该查询本身包含一个子查询。该子查询会选择 some_numbers
列中的每一行,并使用 UNNEST
将数组返回为一组行。接下来,它将每个值乘以 2,然后使用 ARRAY()
运算符将这些行重新组合到一个数组中。
过滤数组
以下示例在 ARRAY()
运算符的子查询中使用 WHERE
子句,以过滤返回的行。
WITH Sequences AS
(SELECT [0, 1, 1, 2, 3, 5] AS some_numbers
UNION ALL SELECT [2, 4, 8, 16, 32] AS some_numbers
UNION ALL SELECT [5, 10] AS some_numbers)
SELECT
ARRAY(SELECT x * 2
FROM UNNEST(some_numbers) AS x
WHERE x < 5) AS doubled_less_than_five
FROM Sequences;
/*------------------------*
| doubled_less_than_five |
+------------------------+
| [0, 2, 2, 4, 6] |
| [4, 8] |
| [] |
*------------------------*/
请注意,第三行包含一个空数组,这是因为与之对应的原始行 ([5, 10]
) 中的元素不符合 x < 5
的过滤条件。
您也可以使用 SELECT DISTINCT
来过滤数组,这样可以仅返回数组中的唯一元素。
WITH Sequences AS
(SELECT [0, 1, 1, 2, 3, 5] AS some_numbers)

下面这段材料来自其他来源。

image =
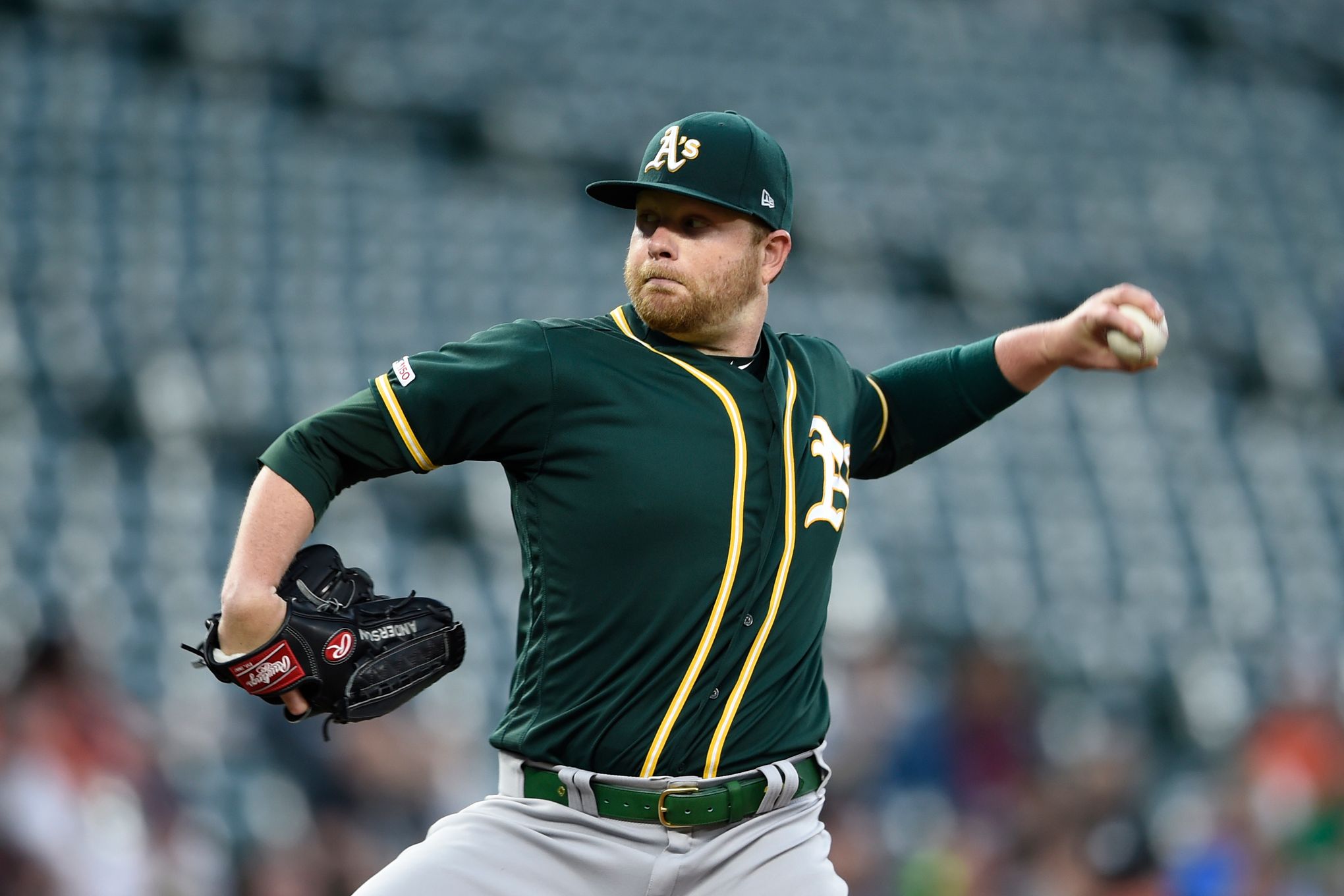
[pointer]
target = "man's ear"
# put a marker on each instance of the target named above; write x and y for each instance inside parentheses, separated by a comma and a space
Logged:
(777, 246)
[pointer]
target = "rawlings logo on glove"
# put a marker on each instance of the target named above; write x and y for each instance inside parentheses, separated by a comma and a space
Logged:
(379, 652)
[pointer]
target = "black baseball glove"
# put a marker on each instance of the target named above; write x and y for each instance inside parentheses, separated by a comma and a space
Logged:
(349, 652)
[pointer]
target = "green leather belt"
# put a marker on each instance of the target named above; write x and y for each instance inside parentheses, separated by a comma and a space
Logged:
(675, 806)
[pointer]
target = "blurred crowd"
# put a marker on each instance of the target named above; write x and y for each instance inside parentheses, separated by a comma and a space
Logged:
(972, 781)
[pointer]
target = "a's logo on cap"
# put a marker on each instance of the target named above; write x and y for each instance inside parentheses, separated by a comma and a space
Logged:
(673, 144)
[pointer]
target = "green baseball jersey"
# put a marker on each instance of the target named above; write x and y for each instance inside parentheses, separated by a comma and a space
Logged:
(678, 518)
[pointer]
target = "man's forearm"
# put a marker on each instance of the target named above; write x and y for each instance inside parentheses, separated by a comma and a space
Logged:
(1024, 358)
(276, 520)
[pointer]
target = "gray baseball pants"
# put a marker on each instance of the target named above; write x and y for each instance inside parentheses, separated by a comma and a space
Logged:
(509, 845)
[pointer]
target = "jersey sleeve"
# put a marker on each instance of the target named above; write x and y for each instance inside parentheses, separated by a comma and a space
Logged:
(333, 449)
(484, 399)
(926, 402)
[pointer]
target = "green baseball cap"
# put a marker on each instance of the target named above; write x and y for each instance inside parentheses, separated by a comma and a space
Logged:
(717, 156)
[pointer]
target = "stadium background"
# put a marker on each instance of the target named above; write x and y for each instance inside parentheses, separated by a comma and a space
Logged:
(1093, 648)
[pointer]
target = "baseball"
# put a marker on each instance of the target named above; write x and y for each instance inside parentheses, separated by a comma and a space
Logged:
(1136, 354)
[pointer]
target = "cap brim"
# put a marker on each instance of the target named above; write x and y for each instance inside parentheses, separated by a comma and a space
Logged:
(624, 192)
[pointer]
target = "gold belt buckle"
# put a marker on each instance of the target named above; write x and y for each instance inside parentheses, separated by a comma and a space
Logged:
(663, 809)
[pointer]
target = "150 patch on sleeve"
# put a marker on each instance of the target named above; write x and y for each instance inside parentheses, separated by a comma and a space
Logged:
(404, 371)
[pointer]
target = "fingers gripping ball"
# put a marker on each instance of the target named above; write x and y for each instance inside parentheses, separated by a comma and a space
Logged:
(1138, 354)
(351, 653)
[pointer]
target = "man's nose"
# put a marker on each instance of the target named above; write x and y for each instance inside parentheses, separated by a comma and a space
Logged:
(663, 245)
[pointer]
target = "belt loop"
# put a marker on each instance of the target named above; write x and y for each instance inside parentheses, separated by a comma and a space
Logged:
(578, 789)
(511, 775)
(737, 805)
(822, 765)
(784, 791)
(773, 787)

SELECT ARRAY(SELECT DISTINCT x
FROM UNNEST(some_numbers) AS x) AS unique_numbers
FROM Sequences;
/*-----------------*
| unique_numbers |
+-----------------+
| [0, 1, 2, 3, 5] |
*-----------------*/
您还可以使用 IN
关键字过滤数组行。此关键字可过滤包含数组的行,方法是确定特定值是否与数组中的元素匹配。
WITH Sequences AS
(SELECT [0, 1, 1, 2, 3, 5] AS some_numbers
UNION ALL SELECT [2, 4, 8, 16, 32] AS some_numbers
UNION ALL SELECT [5, 10] AS some_numbers)
SELECT
ARRAY(SELECT x
FROM UNNEST(some_numbers) AS x
WHERE 2 IN UNNEST(some_numbers)) AS contains_two
FROM Sequences;
/*--------------------*
| contains_two |
+--------------------+
| [0, 1, 1, 2, 3, 5] |
| [2, 4, 8, 16, 32] |
| [] |
*--------------------*/
另请注意,第三行包含一个空数组,这是因为与之对应的原始行 ([5, 10]
) 中的数组不包含 2
。
扫描数组
如需检查数组是否包含特定值,请结合使用 IN
运算符和 UNNEST
。如需检查数组是否包含与某条件匹配的值,请结合使用 EXISTS
运算符和 UNNEST
。
扫描特定值
如需扫描数组中的特定值,请将 IN
运算符与 UNNEST
结合使用。
示例
以下示例在数组中包含数字 2 时返回 true
。
SELECT 2 IN UNNEST([0, 1, 1, 2, 3, 5]) AS contains_value;
/*----------------*
| contains_value |
+----------------+
| true |
*----------------*/
对于一个表,要返回数组列中包含特定值的行,请使用 WHERE
子句过滤 IN UNNEST
的结果。
示例
以下示例返回数组列中包含值 2 的行的 id
值。
WITH Sequences AS
(SELECT 1 AS id, [0, 1, 1, 2, 3, 5] AS some_numbers
UNION ALL SELECT 2 AS id, [2, 4, 8, 16, 32] AS some_numbers
UNION ALL SELECT 3 AS id, [5, 10] AS some_numbers)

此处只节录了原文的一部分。